Third, reform needs to empower educators as well as families. Educators are trapped in the same dysfunctional school bureaucracies as students. They are beleaguered by inconstant school-board governance and frustrated by paperwork. They experience first-hand the problems of ill-conceived accountability systems and federal efforts to micromanage school discipline. Teachers have every right to be concerned about out-of-touch politicos and capricious bureaucrats. I believe in empowering professionals and enabling them to choose schools and systems where they can thrive — even if that means building those schools from scratch. Charter schools and private schools are able to shake free from many of the heavy-handed, bureaucratic impediments imposed on public schools, while giving educators more chances to teach what they’re passionate about.
I've taught in regular public schools and in a charter school since 2002. Almost every week I've been struck by the contrast with the standard public schools. As a teacher, I feel so much more empowered for what I do in the classroom. Decisions are made by an administration whom I can talk to while passing in the hall. I don't have to write long memos and then wait months for a decision to come down from the county school administration. Teachers have a true voice in overall school decisions. Decisions can be made in the interest of the students instead of being bound by some regulation passed down from on high in a one-size-fits-all set of rules instead of looking at the individual situation for that student in this school.
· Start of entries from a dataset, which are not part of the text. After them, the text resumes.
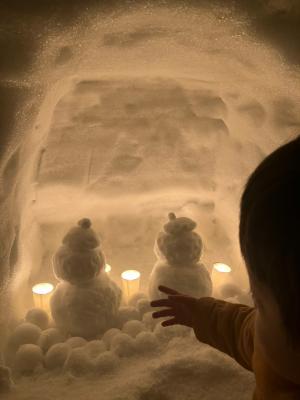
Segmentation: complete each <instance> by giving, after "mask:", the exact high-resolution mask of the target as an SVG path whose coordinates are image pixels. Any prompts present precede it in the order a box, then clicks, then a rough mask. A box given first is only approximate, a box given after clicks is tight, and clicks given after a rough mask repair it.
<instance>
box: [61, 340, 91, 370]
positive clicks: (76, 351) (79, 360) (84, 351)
mask: <svg viewBox="0 0 300 400" xmlns="http://www.w3.org/2000/svg"><path fill="white" fill-rule="evenodd" d="M93 368H94V366H93V363H92V360H91V359H90V357H89V356H88V354H87V352H86V351H85V350H84V348H83V347H77V348H74V349H72V350H71V352H70V353H69V355H68V358H67V359H66V362H65V364H64V370H65V371H68V372H70V373H71V374H72V375H74V376H82V375H86V374H88V373H90V372H92V371H93Z"/></svg>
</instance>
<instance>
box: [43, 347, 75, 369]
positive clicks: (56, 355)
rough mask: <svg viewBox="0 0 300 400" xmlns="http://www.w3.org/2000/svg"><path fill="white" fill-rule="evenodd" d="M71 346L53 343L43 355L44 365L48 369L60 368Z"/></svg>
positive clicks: (62, 364)
mask: <svg viewBox="0 0 300 400" xmlns="http://www.w3.org/2000/svg"><path fill="white" fill-rule="evenodd" d="M70 351H71V347H70V346H69V345H67V344H66V343H57V344H54V345H53V346H52V347H51V348H50V349H49V350H48V352H47V354H46V356H45V365H46V367H47V368H49V369H55V368H61V367H62V366H63V365H64V363H65V361H66V359H67V357H68V355H69V353H70Z"/></svg>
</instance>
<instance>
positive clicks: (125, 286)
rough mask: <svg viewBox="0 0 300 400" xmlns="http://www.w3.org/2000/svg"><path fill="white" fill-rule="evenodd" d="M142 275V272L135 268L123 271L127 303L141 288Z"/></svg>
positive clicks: (126, 302) (124, 290) (124, 285)
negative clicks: (140, 272)
mask: <svg viewBox="0 0 300 400" xmlns="http://www.w3.org/2000/svg"><path fill="white" fill-rule="evenodd" d="M140 276H141V274H140V272H139V271H136V270H134V269H130V270H128V271H124V272H122V274H121V277H122V283H123V294H124V300H125V302H126V303H127V302H128V300H129V298H130V297H131V296H132V295H133V294H135V293H137V292H138V291H139V290H140Z"/></svg>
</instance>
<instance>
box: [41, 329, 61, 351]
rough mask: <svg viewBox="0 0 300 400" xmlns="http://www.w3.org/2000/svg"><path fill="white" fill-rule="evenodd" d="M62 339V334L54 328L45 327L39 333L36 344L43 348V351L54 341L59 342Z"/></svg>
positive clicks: (53, 342)
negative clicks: (47, 328) (39, 336)
mask: <svg viewBox="0 0 300 400" xmlns="http://www.w3.org/2000/svg"><path fill="white" fill-rule="evenodd" d="M63 341H64V337H63V335H62V334H61V333H60V332H59V330H58V329H56V328H49V329H46V330H45V331H43V332H42V333H41V336H40V337H39V340H38V345H39V346H40V348H41V349H42V350H43V352H44V353H47V351H48V350H49V349H50V347H51V346H53V345H54V344H56V343H61V342H63Z"/></svg>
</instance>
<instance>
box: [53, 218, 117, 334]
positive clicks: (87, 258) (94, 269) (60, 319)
mask: <svg viewBox="0 0 300 400" xmlns="http://www.w3.org/2000/svg"><path fill="white" fill-rule="evenodd" d="M78 224H79V227H78V226H77V227H75V228H72V229H71V230H70V231H69V233H68V234H67V235H66V236H65V237H64V239H63V245H62V246H60V248H59V249H58V251H57V252H56V253H55V255H54V257H53V269H54V273H55V275H56V277H57V278H58V279H59V280H60V283H59V284H58V285H57V287H56V289H55V291H54V293H53V295H52V297H51V301H50V306H51V313H52V317H53V319H54V321H55V322H56V324H57V326H58V328H59V329H60V330H61V331H63V332H64V333H65V334H66V335H71V336H80V337H84V338H87V339H92V338H95V337H97V336H98V335H101V334H103V333H104V332H105V331H106V330H108V329H110V328H112V327H114V326H115V323H116V322H115V320H116V316H117V312H118V309H119V306H120V303H121V296H122V292H121V290H120V288H119V287H118V286H117V285H116V284H115V283H114V282H113V281H112V280H111V279H110V277H109V276H108V274H107V273H106V272H105V270H104V267H105V260H104V256H103V254H102V252H101V250H100V248H99V245H100V242H99V240H98V238H97V235H96V234H95V232H94V231H93V230H92V229H91V222H90V221H89V220H88V219H84V220H81V221H79V223H78Z"/></svg>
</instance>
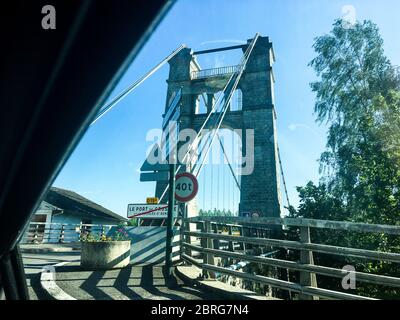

I don't think that any one statement before a Senate committee will do much to change anyone's mind about school choice. But if DeVos were to make it a habit to be the voice for reform and get the message out over the next four years about the benefits to students, families, teachers, and society, it would be a true benefit.

Here is an example of the sorts of advantages of a small charter school has over a large public school district. Over the weekend, there was a mix of ice and snow in my area of North Carolina. Schools in the area shut down on Monday and Tuesday as they usually do when there is snow. The community just isn't prepared for driving in wintry weather. We don't have enough equipment and many drivers are pretty inexperienced driving in snow and ice. And we don't have snow tires or chains. So it makes sense to cancel school. I don't have any objection to that. The questions arise about when to return to school. The temperature was above freezing all Tuesday and just about all the ice on streets had melted or, at least, softened enough to drive on. Wake County Public Schools and other neighboring counties, however, was closed on Wednesday because a few schools in the northern part of the county were still not clear. Also, because schools start at 7:30 for secondary schools, the buses have t start before 5:00 a.m., authorities didn't want them out there to deal with the roads even if there were a delay. And there was also a big problem because many of the parking lots at schools hadn't been cleared.

In contrast, my small charter school was flexible enough to figure out a way to have school today. We have a private contract for clearing the parking lot so that isn't a concern. We don't have to depend on government equipment to get around to our school. Volunteer teachers came in early and shoveled the sidewalks. Then we started school three hours late at noon by which time the streets were all clear. All this is possible because of the flexibility of being one school that doesn't have to determine policies based on lots of other schools in the school district. I can understand the concerns of the public school district, but I'm so glad that I don't have to wait for school to open it up because a handful of schools in the district haven't gotten their parking lots cleared yet. I think that these are the sort of administrative advantages that people don't normally think of for charter schools but are a great relief when you're working or attending one.